Vanished uses classic, Hitchcock-inspired thriller twists and turns to keep viewers on the edges of their seats.

Watching the film with a Cambodian audience is an entertaining delight, as they don’t hold back with their reactions.
“It’s been thrilling,” agrees Robinson. “They’re jumping at all the right moments.”

Writer Matt Baylis has come up with a well-crafted story - with input from KMF’s Cambodian writers - that is both universal and uniquely Cambodian.

The film touches on themes of independence, as the girls are trying to live independent lives and make their own way in the world.

It shows them challenging social hierarchies at work, standing up to their boss and to society’s narrow vision of how young women should behave.
Vanished also focuses on a central theme of who can be trusted - weaving a pervasive culture of suspicion.

“It’s old versus new, traditional versus modern thinking”, says Robinson.

“We’re trying to give a platform for young Cambodians to see that they can have an independent life.”
KMF has high hopes for the film, which cost “more than double” the typical US$20,000 budget for locally produced features.

If audiences keep coming back for more after producing high, first-week attendance figures, KMF looks set to recover much of that investment - so long as the pirates can be kept at bay.

If a DVD copy of the film hits the streets, the filmmakers know it’s all over.

“Once it’s out, it’s out,” says Robinson.
“If someone goes and pinches the DVD, then it’s got no value.

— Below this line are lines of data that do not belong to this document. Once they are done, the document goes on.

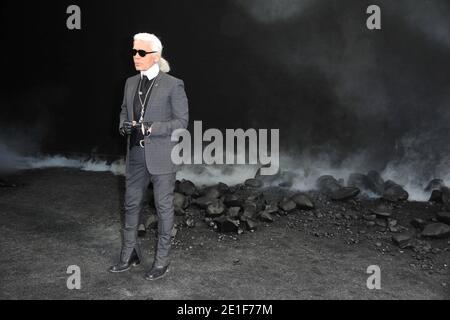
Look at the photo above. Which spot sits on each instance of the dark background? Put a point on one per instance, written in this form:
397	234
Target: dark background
310	68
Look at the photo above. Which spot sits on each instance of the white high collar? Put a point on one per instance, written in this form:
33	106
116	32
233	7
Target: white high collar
151	72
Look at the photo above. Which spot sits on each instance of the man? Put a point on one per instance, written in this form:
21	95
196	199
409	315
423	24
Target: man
154	105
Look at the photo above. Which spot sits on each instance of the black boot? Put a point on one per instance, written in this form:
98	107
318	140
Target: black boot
123	266
156	273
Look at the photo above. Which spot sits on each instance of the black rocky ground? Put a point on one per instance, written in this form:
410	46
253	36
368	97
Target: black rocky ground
248	241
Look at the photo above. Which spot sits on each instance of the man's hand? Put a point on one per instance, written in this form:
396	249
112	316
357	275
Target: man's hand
127	127
146	128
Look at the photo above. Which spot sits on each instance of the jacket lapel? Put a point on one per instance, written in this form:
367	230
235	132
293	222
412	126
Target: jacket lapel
131	91
155	91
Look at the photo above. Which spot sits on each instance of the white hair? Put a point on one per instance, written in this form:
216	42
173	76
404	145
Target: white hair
164	65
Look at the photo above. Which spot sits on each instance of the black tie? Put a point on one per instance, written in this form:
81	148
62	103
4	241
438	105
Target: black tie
144	84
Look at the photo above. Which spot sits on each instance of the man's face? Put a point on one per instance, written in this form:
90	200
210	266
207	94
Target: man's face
144	63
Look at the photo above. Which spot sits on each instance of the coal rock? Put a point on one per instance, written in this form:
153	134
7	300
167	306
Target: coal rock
233	212
381	222
394	192
436	230
287	179
446	198
215	208
250	224
190	222
186	187
254	183
211	192
227	225
418	223
203	202
443	217
376	181
435	184
268	180
250	210
287	205
232	200
302	201
327	184
344	193
403	240
436	196
360	181
266	217
382	212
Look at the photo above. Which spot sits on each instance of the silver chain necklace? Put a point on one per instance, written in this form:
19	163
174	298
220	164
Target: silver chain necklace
145	99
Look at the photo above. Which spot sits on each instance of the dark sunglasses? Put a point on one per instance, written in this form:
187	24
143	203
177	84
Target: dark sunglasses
142	53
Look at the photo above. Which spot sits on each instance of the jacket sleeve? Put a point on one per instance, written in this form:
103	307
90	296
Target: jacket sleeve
123	110
180	113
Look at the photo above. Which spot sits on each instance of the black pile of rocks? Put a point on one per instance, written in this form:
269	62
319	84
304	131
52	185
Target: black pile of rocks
244	207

It is literally theft.”

To prevent this sad, seemingly inevitable turn of events, a KMF staff member has to carry the screening copy by hand into the cinema each day - as well as supervise the projection to ensure that it is kept away from rapacious pirates.

The filmmakers hope to screen the film at international festivals and use its momentum to propel KMF into bigger and better projects.

The film screens with well-authored English subtitles and isn’t just aimed at locals - it also serves as a fantastic introduction to local culture for foreigners keen to sample Cambodian cinema. More, please!

Vanished is currently screening at the cinema on the fifth floor of Sorya mall in Phnom Penh.
It opens at the Baray Ondet Cinema in Siem Reap this Friday.